Wedding season in Pakistan is three different dress codes wearing one name. Mehndi, baraat, and walima each have their own register — get one wrong and you feel it all evening. Here is the guest’s guide.

Mehndi: colour and movement

The most relaxed and the most vivid event. Bright, festive colours — mustard, mehndi green, hot pink — and fabrics you can move in, because you will be dancing or dodging dancers. A vibrant printed or lightly embroidered suit from the Festive Collection hits the register without competing with the bride’s side.

Baraat: the main event

Dress up — properly. Deep jewel tones with substantial embroidery: crimson, mehroon, peacock teal with zari work. This is exactly what formal suits are made for. One unwritten rule: avoid the bridal palette of the day if you know it, and treat head-to-toe red with caution at a baraat.

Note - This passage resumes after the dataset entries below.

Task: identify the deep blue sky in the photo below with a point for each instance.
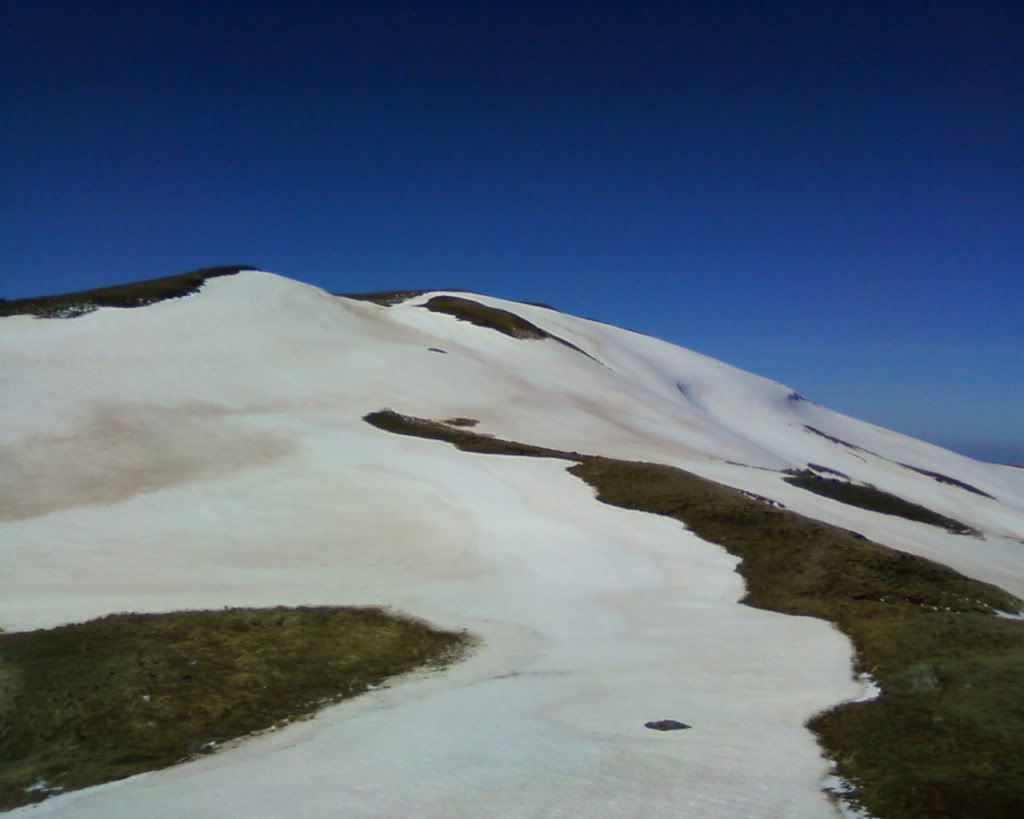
(830, 195)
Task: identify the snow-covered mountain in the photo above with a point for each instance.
(211, 450)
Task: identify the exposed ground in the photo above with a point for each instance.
(877, 501)
(100, 700)
(136, 294)
(943, 738)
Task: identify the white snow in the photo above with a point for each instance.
(210, 450)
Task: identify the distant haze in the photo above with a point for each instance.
(827, 195)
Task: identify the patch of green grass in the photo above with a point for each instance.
(943, 738)
(100, 700)
(494, 318)
(947, 480)
(389, 298)
(876, 501)
(135, 294)
(461, 422)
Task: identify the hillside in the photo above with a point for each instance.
(247, 440)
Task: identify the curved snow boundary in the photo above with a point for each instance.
(950, 667)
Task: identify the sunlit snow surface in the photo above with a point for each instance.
(210, 450)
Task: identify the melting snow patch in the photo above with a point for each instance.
(1010, 615)
(42, 786)
(871, 689)
(840, 789)
(762, 499)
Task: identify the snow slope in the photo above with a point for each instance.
(210, 450)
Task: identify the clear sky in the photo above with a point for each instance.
(827, 194)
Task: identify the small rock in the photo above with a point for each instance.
(667, 725)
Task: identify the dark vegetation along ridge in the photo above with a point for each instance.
(135, 294)
(389, 298)
(946, 479)
(943, 738)
(100, 700)
(929, 473)
(875, 500)
(495, 318)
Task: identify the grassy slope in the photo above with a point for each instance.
(104, 699)
(876, 501)
(495, 318)
(943, 740)
(136, 294)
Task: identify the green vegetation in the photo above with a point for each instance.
(494, 318)
(136, 294)
(461, 422)
(943, 739)
(482, 315)
(875, 500)
(389, 298)
(946, 479)
(934, 475)
(104, 699)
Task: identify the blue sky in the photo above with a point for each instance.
(830, 195)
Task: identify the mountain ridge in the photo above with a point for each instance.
(189, 389)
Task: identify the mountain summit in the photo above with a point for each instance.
(635, 533)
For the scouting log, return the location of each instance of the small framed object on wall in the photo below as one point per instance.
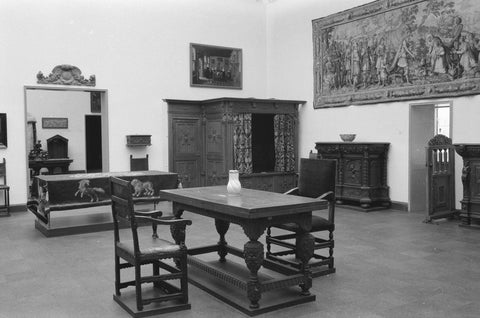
(54, 123)
(95, 102)
(3, 130)
(215, 66)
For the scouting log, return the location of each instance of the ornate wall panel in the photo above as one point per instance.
(391, 50)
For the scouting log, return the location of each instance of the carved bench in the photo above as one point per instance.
(84, 190)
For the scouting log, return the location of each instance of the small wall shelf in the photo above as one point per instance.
(139, 140)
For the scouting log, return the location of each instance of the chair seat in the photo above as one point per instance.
(150, 248)
(318, 224)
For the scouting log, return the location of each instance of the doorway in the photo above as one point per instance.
(93, 143)
(426, 121)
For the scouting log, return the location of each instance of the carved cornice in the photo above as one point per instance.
(468, 150)
(440, 140)
(373, 148)
(66, 75)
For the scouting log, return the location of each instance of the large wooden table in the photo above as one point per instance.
(254, 211)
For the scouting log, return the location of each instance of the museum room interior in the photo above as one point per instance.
(175, 95)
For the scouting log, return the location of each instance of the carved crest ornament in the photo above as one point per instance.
(393, 50)
(66, 75)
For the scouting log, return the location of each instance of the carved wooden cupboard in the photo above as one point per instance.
(258, 137)
(361, 173)
(470, 212)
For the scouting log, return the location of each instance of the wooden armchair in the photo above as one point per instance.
(316, 180)
(135, 252)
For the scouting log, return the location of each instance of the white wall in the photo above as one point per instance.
(138, 50)
(290, 75)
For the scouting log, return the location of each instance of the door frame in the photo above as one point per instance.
(412, 106)
(104, 115)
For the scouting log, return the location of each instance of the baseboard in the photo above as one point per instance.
(401, 206)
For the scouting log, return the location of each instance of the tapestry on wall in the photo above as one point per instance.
(391, 50)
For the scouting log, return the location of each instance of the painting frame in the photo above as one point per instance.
(215, 66)
(54, 123)
(3, 130)
(421, 41)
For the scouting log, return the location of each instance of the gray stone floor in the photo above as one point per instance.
(389, 264)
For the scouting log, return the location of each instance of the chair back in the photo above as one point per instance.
(122, 208)
(3, 172)
(317, 177)
(138, 164)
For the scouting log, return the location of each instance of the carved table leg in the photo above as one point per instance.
(253, 255)
(178, 232)
(222, 228)
(304, 251)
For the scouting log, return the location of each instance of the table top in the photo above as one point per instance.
(80, 176)
(249, 203)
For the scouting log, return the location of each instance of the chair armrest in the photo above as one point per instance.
(329, 196)
(293, 191)
(151, 213)
(169, 220)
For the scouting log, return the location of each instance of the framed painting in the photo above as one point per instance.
(54, 123)
(392, 50)
(3, 130)
(215, 66)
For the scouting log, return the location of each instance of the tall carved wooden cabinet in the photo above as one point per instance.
(258, 137)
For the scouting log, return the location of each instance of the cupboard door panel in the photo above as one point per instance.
(187, 151)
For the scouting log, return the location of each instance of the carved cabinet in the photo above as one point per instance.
(203, 138)
(470, 203)
(361, 173)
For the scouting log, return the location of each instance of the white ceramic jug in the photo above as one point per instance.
(234, 186)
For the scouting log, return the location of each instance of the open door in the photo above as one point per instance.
(422, 128)
(93, 142)
(440, 156)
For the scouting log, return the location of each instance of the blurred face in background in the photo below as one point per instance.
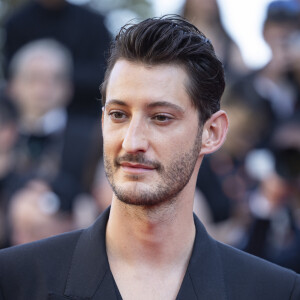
(277, 37)
(40, 83)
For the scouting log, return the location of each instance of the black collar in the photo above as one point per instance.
(90, 276)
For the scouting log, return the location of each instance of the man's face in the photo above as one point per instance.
(151, 133)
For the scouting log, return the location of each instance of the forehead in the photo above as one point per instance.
(139, 83)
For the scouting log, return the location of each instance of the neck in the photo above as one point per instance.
(157, 237)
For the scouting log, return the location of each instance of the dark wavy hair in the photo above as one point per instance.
(173, 40)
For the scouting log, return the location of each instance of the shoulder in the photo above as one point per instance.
(265, 279)
(38, 260)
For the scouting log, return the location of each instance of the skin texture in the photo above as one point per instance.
(153, 149)
(146, 173)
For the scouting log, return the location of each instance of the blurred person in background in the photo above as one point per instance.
(79, 29)
(274, 233)
(267, 91)
(255, 104)
(8, 137)
(205, 14)
(50, 144)
(34, 213)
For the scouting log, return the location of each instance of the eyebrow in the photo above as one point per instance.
(150, 105)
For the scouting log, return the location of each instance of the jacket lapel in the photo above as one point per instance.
(90, 276)
(204, 275)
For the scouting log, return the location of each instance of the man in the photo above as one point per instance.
(161, 115)
(68, 24)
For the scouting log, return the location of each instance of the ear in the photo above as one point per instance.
(214, 132)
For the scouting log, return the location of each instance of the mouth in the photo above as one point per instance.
(136, 168)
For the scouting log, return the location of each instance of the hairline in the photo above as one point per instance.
(177, 63)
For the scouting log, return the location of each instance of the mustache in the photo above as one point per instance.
(138, 158)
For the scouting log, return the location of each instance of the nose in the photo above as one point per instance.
(135, 139)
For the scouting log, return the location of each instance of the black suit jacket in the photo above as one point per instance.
(75, 266)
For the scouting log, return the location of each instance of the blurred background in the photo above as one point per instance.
(52, 61)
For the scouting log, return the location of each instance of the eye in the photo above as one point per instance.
(162, 118)
(117, 116)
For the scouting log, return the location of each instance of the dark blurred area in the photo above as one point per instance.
(51, 171)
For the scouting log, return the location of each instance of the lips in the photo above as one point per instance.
(136, 168)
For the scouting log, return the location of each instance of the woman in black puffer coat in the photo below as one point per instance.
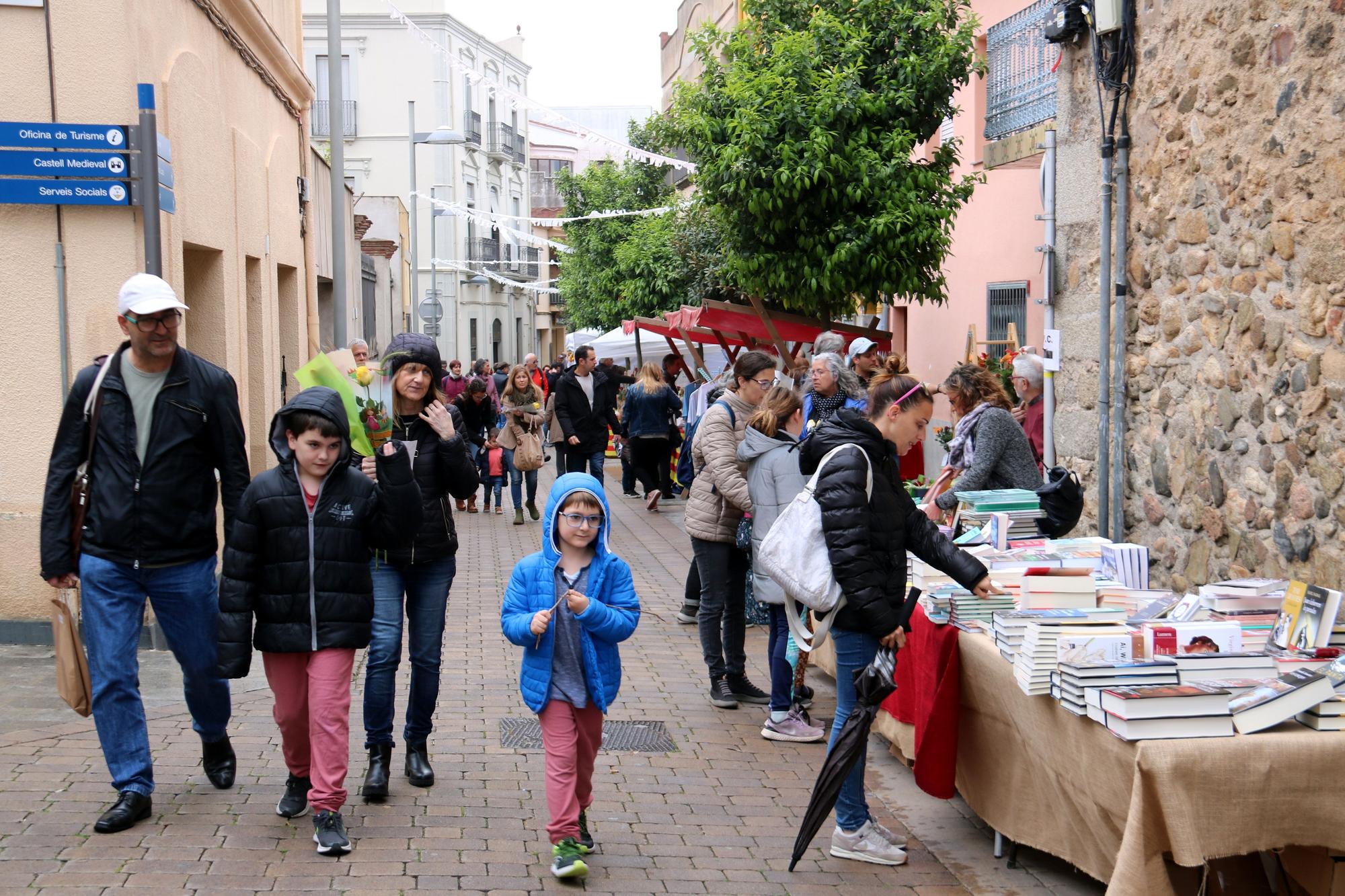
(419, 572)
(868, 540)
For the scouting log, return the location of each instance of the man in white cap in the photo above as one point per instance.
(864, 358)
(163, 423)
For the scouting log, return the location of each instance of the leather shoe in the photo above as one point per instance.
(376, 779)
(418, 764)
(220, 762)
(124, 813)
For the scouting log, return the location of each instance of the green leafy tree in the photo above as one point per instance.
(804, 128)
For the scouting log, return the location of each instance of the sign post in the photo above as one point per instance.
(150, 173)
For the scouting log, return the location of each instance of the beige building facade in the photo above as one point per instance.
(233, 100)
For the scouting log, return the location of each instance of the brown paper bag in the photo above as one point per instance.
(72, 665)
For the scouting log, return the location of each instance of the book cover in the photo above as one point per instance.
(1316, 616)
(1289, 611)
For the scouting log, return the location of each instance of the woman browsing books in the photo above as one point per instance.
(868, 538)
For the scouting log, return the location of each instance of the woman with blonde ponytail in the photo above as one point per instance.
(770, 448)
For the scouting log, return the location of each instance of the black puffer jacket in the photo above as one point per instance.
(306, 575)
(868, 538)
(443, 469)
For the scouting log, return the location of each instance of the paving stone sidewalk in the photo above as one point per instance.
(718, 815)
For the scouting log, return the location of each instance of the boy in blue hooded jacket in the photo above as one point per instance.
(568, 607)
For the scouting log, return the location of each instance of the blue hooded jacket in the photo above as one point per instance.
(611, 616)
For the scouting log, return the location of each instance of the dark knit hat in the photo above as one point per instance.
(411, 349)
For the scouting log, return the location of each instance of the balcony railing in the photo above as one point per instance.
(545, 192)
(322, 119)
(500, 140)
(482, 249)
(1020, 87)
(473, 128)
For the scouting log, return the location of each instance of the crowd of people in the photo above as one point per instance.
(330, 552)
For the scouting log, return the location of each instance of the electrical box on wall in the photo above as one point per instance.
(1108, 15)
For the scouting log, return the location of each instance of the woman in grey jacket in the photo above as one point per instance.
(770, 448)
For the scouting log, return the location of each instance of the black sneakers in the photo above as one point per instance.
(586, 841)
(722, 696)
(746, 692)
(295, 802)
(330, 833)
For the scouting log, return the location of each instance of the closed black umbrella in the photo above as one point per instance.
(872, 685)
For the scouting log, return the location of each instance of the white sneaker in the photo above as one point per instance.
(867, 845)
(896, 840)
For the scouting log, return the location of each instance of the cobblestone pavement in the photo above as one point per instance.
(716, 815)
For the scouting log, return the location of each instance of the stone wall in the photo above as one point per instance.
(1235, 444)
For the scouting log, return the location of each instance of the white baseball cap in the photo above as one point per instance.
(860, 346)
(146, 295)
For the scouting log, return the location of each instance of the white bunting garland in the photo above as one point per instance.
(537, 110)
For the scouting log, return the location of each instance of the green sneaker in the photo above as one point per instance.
(568, 860)
(586, 838)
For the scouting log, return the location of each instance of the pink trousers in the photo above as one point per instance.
(571, 737)
(313, 709)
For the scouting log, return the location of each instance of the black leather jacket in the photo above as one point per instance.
(868, 538)
(162, 512)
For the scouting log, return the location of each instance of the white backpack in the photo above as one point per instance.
(794, 553)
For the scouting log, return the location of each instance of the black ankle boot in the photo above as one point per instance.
(376, 779)
(418, 764)
(220, 762)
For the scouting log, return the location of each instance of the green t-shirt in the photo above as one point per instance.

Walima: polished restraint

The most understated of the three. Softer tones — ivory, champagne, dusty rose, sage — with refined detailing rather than heavy work. An embroidered suit in a muted shade reads exactly right.

The practical notes

Winter weddings (November–February) favour viscose and heavier work; summer functions call for dressier lawn. Every Pashmaal suit arrives fully stitched, S–XL — check the measuring guide and order a week ahead of the function. Cash on delivery, 7-day exchange.

Common questions

What should a guest wear to a mehndi?

Bright festive colours in fabrics you can move in — printed or lightly embroidered suits. Save the heavy zari for the baraat.

Can a wedding guest wear red?

Accents and deeper shades like mehroon are fine; full bridal-red at a baraat risks clashing with the bride. When unsure, jewel tones other than red are the safe win.

What do I wear to a walima as a guest?

Softer, polished tones — ivory, champagne, sage — with refined embroidery. Walima dressing is about restraint, not volume.